The dollar index, which measures the greenback against six major peers, was up 0.73 percent to 106.5887 in late trading.
The U.S. Bureau of Labor Statistics revealed Thursday that the CPI increased 0.4 percent month on month in September and 3.7 percent from a year ago, more than expected. Core CPI rose 0.3 percent on the month and 4.1 percent on a 12-month basis, both exactly in line with expectations.
U.S. bond yields soared on the inflation data, with 10-year yields rising to 4.7 percent and 30-year bonds passing 4.8 percent, boosting the U.S. dollar.
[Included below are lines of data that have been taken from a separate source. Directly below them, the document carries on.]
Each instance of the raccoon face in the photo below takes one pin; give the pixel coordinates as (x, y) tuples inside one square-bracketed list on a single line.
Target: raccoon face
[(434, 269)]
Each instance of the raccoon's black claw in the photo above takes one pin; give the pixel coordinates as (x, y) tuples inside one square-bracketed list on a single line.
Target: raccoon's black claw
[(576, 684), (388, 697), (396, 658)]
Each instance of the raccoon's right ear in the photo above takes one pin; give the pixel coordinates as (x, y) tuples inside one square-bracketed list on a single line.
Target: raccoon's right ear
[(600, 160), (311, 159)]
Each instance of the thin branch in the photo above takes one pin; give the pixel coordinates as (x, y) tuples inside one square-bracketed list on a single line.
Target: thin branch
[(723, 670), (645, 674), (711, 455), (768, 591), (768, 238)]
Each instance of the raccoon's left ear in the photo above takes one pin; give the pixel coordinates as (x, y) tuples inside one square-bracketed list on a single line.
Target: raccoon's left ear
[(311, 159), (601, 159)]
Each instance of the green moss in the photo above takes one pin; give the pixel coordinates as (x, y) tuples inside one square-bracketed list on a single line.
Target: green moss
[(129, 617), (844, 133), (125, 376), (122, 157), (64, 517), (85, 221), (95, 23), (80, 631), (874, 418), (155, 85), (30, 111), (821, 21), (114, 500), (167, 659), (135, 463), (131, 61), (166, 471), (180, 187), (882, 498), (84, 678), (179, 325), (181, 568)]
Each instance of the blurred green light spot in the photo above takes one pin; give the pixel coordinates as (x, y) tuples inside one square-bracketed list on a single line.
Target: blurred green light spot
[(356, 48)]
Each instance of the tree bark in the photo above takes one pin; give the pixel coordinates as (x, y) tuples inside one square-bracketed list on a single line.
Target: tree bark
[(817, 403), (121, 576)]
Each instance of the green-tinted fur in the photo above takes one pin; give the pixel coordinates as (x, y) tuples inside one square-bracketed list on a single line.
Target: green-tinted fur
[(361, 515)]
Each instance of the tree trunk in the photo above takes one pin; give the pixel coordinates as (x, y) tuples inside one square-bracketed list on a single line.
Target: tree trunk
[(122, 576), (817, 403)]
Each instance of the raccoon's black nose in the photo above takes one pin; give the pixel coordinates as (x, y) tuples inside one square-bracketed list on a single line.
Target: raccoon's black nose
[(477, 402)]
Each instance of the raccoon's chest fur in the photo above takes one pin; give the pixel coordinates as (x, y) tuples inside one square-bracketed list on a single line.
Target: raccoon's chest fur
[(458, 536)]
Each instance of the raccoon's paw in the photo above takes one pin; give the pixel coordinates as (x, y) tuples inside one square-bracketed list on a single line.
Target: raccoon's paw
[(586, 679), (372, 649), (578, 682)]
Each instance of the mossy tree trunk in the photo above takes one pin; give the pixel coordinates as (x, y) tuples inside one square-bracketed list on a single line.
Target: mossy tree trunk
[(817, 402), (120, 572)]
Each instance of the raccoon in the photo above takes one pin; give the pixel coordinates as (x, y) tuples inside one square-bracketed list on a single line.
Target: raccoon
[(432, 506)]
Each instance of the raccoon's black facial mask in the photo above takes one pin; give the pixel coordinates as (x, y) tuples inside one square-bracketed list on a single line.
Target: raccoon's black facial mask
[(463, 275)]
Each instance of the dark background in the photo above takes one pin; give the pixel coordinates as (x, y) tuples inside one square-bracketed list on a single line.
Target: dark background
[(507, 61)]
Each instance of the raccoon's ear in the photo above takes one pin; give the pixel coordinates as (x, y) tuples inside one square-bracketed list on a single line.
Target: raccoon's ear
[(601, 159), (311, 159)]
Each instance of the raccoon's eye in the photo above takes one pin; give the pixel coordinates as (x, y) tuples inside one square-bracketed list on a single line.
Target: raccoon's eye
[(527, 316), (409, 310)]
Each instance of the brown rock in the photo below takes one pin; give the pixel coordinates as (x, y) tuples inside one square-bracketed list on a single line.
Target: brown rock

Bond yields renewed their upward surge and stocks tumbled immediately after the Treasury auctioned off about 20 billion U.S. dollars of 30-year bonds.
Markets still place a near 90 percent chance that the Fed keeps its key interest rate unchanged next month, according to the CME FedWatch Tool. However, traders raised their expectations for a hike by December to 31.4 percent.
“In short, the report reminded us that the path to 2 percent inflation is unlikely to be smooth sailing and the Fed must continue to err on the side of doing too much rather than too little,” said Bank of America global research U.S. economist Stephen Juneau, who forecasts a rate increase in November.
Additional data showed the labor market is getting into balance, but it remains hot, as the unemployment claims stayed at 209,000 for the week ending Oct. 7, the Labor Department reported Thursday. The four-week moving average of claims, which strips out week-to-week volatility, fell by 3,000 to 206,250.
In late New York trading, the euro was down to 1.0527 dollars from 1.0608 U.S. dollars in the previous session, and the British pound fell to 1.2174 U.S. dollars from 1.2305 dollars.
The U.S. dollar bought 149.8170 Japanese yen, higher than 149.2340 Japanese yen of the previous session. The U.S. dollar was up to 0.9086 Swiss francs from 0.9027 Swiss francs, and it climbed to 1.3692 Canadian dollars from 1.3600 Canadian dollars. The U.S. dollar rose to 10.9933 Swedish krona from 10.9135 Swedish krona.